What if my cousin was my grandmother's favorite? What if she evoked the softest part of my grandmother's heart? What if my grandmother saw something of herself in my cousin? What if they bonded deeper? What if she loved her more? 

Want to hear a ridiculous thing that caused me to seethe with jealousy? My top and one of my metamours have jobs that are loosely in the same broad field. Their jobs are literally nothing alike. Actually, let me rephrase that, they are exactly alike in the way that neither one of them work in the adult industry. One day I found myself contemplating how neither of them have to pause when asked what they do for work. They can each say, with pride, what they do without any concern of how it will be received. Then my imagination, normally a quality I consider one of my best, ran with that idea. It painted technicolor scenes for me of my top and his subbie smiling while talking shop and making friends with vanilla people. 

I love my job. Most of the time, it evokes glee when a vanilla asks what I do. I only pause for a second before leaning in and saying something like, Do I look familar? I make porn. Do you watch a lot of sissy porn? You into pegging? Or I say, I kick boys, I make them cry and they pay me for it. Sometimes, rarely, if it feels unsafe to answer truthfully, I say, I'm a consultant. Politics. I'm having such a great time, I'd prefer not to discuss work right now. 

Why would it bother me to imagine my top and his sub bonding over a shared interest?

Jealousy may very well be completely human, and totally normal. 

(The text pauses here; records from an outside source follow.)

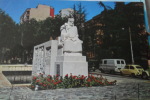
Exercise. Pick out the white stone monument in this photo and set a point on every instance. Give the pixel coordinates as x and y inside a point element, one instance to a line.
<point>62,56</point>
<point>44,58</point>
<point>71,59</point>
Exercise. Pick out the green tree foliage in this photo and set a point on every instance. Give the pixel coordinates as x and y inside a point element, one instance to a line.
<point>115,24</point>
<point>9,36</point>
<point>79,15</point>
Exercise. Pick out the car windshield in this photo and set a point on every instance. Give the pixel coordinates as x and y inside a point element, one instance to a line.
<point>139,67</point>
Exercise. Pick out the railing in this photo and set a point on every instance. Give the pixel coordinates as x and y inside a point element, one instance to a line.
<point>20,67</point>
<point>17,74</point>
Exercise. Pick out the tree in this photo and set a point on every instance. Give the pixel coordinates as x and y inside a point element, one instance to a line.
<point>8,35</point>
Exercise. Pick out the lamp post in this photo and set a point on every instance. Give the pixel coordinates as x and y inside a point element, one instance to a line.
<point>132,57</point>
<point>147,24</point>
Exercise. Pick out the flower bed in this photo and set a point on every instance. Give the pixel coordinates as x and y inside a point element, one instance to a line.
<point>69,81</point>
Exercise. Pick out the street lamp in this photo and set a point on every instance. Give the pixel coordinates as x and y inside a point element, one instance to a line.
<point>131,45</point>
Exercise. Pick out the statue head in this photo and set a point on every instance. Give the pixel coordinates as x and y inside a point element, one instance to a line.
<point>71,21</point>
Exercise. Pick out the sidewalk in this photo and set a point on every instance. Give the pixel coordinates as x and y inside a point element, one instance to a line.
<point>3,81</point>
<point>122,91</point>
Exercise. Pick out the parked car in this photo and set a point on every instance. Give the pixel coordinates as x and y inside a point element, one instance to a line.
<point>132,70</point>
<point>146,74</point>
<point>112,65</point>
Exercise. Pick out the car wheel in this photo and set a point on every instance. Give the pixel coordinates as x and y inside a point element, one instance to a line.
<point>102,70</point>
<point>144,76</point>
<point>132,75</point>
<point>121,73</point>
<point>112,72</point>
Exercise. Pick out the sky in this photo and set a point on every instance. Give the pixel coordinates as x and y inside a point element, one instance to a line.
<point>15,8</point>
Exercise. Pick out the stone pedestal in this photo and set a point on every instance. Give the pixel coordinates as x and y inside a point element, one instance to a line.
<point>44,58</point>
<point>75,65</point>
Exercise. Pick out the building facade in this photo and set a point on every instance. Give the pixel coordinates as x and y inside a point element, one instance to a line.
<point>41,12</point>
<point>66,12</point>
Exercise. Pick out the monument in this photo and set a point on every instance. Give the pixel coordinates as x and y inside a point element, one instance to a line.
<point>65,54</point>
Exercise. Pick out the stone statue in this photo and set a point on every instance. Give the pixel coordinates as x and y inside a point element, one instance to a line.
<point>72,45</point>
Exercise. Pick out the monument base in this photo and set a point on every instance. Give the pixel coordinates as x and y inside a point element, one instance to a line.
<point>75,65</point>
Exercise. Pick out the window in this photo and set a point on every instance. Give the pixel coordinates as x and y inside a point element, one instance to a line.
<point>131,67</point>
<point>118,62</point>
<point>139,67</point>
<point>122,62</point>
<point>126,67</point>
<point>105,62</point>
<point>28,12</point>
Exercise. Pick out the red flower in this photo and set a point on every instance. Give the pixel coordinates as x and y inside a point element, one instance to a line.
<point>41,83</point>
<point>49,76</point>
<point>57,75</point>
<point>48,79</point>
<point>55,83</point>
<point>44,85</point>
<point>37,81</point>
<point>66,75</point>
<point>74,77</point>
<point>32,86</point>
<point>89,80</point>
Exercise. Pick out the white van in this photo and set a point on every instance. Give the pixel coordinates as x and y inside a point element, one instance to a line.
<point>112,65</point>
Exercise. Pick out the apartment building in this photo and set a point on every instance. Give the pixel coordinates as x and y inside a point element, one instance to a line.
<point>41,12</point>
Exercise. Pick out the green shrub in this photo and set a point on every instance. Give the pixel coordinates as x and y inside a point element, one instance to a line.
<point>49,82</point>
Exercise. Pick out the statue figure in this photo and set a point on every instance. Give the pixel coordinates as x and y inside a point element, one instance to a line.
<point>72,45</point>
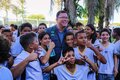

Have you ever heard me suggest I want a normal, human, just a regular sort of life?

What if my top likes my metamour more? What if they bond deeply, passionately, with giggles and eye crinkles over their work? What if he likes her shade of blonde better than mine? What if she loves to iron, and has never sent a screaming email in the middle of the night over a thing that only existed in her imagination? What if he loves her more? 

It is fully, 100% none of my business or concern. But if my thoughts get away from me, if they demand that I contemplate such things, I will push back. I will refuse to do anything but celebrate that my top has opportunities for companionship, for passion, for depth, and for an abundance of love. 

And if I can't shake the noise with love and high vibes, I can always go kick a boy until I feel better. 

I decided songs about jealousy were boring ..Prince is spinning, and I've worked out 3 times.